Photo R.-N. Sauvage.
Thermes. — Tête de Pallas.
Personne ne s’étonnera de constater que les thermes aient été situés en dehors de l’enceinte. Qui ne sait aujourd’hui, et c’est précisément l’éminent archéologue bayeusain, M. de Caumont, qui a mis ce fait en lumière, qu’à la suite des invasions du IIIe et du IVe siècle, les villes romaines ont été obligées de se restreindre, de se mettre à l’abri derrière une enceinte plus étroite qui fut souvent élevée sur les ruines d’une partie des édifices que l’on s’était résigné à sacrifier? Il en fut ainsi à Sens, au Mans, à Angers, à Vannes, à Rennes, à Beauvais, à Meaux, à Soissons; et au château de Bayeux, les fondations renferment des débris de monuments romains, des fûts de colonnes, des bornes milliaires. Aucun texte ne nous permet de dire à quelle catastrophe répond l’établissement de cette nouvelle enceinte. Les Saxons qui occupèrent le Bessin au VIe siècle [p. 108] (Saxones Baiocassini de Grégoire de Tours) ne nous ont laissé aucune trace de leur domination.
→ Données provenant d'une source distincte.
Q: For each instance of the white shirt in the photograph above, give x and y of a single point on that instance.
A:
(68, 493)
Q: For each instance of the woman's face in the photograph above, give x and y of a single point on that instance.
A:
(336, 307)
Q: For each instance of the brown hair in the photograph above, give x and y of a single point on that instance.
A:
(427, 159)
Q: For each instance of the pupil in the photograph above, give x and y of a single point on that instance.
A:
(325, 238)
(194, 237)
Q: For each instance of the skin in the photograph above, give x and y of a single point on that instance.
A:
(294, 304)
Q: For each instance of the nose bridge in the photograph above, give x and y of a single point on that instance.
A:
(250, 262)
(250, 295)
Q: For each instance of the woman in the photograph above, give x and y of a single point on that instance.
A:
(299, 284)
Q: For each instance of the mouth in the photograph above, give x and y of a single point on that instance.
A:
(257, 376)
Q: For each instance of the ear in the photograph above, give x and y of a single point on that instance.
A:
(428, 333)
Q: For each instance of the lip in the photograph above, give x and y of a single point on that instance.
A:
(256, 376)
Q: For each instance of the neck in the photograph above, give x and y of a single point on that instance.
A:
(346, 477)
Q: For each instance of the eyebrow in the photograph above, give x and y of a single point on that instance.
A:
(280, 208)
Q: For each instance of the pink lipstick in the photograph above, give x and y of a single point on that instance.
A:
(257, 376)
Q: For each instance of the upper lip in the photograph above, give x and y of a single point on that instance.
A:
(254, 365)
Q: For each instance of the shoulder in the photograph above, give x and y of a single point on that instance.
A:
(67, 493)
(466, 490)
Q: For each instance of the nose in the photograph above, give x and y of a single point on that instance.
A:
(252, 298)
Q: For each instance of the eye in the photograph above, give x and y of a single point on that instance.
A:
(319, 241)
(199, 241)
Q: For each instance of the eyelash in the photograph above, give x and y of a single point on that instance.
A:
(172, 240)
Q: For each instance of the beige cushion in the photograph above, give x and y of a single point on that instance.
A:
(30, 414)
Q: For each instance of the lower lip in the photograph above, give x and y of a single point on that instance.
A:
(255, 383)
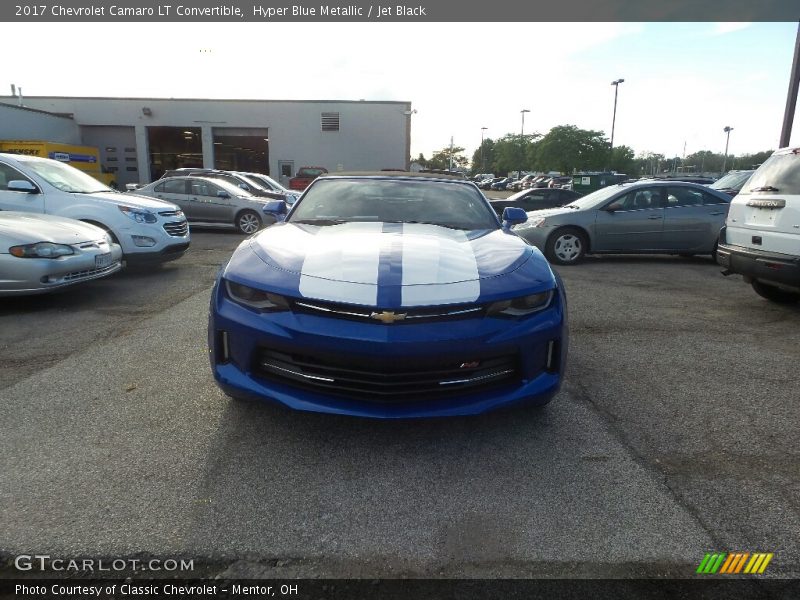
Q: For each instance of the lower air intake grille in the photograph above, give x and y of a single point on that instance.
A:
(389, 380)
(177, 228)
Cependant la cité des Baiocasses est devenue un diocèse. Il est démontré aujourd’hui, non seulement par l’examen critique des textes, mais par un document archéologique qu’Exupère n’a pu exister avant le IVe siècle. Lors de l’incendie de Bayeux en 1105, le trésor déjà riche de la cathédrale fut en partie pillé par les troupes du roi Henri Ier: c’est peut-être à cette époque que fut transporté en Angleterre un plateau liturgique, un missorium qui avait appartenu à l’évêque Exupère, comme le prouve l’inscription: EXSVPERIVS. EFISCOPVS. ECLESLE. BOGIENSI. DEDIT. Ce plateau a été retrouvé en Angleterre, dans le parc du château de Risley, comté de Derby, en 1729; c’est un travail romain aux bas-reliefs antiques, représentant des scènes de chasse, mais à la fin de l’inscription se trouve tracé le chrisme. Or, dit dom Morin, c’est une chose bien connue que jamais ce monogramme n’a pu être retrouvé sur aucun monument antérieur à Constantin: en Gaule, il ne se rencontre pas avant 347.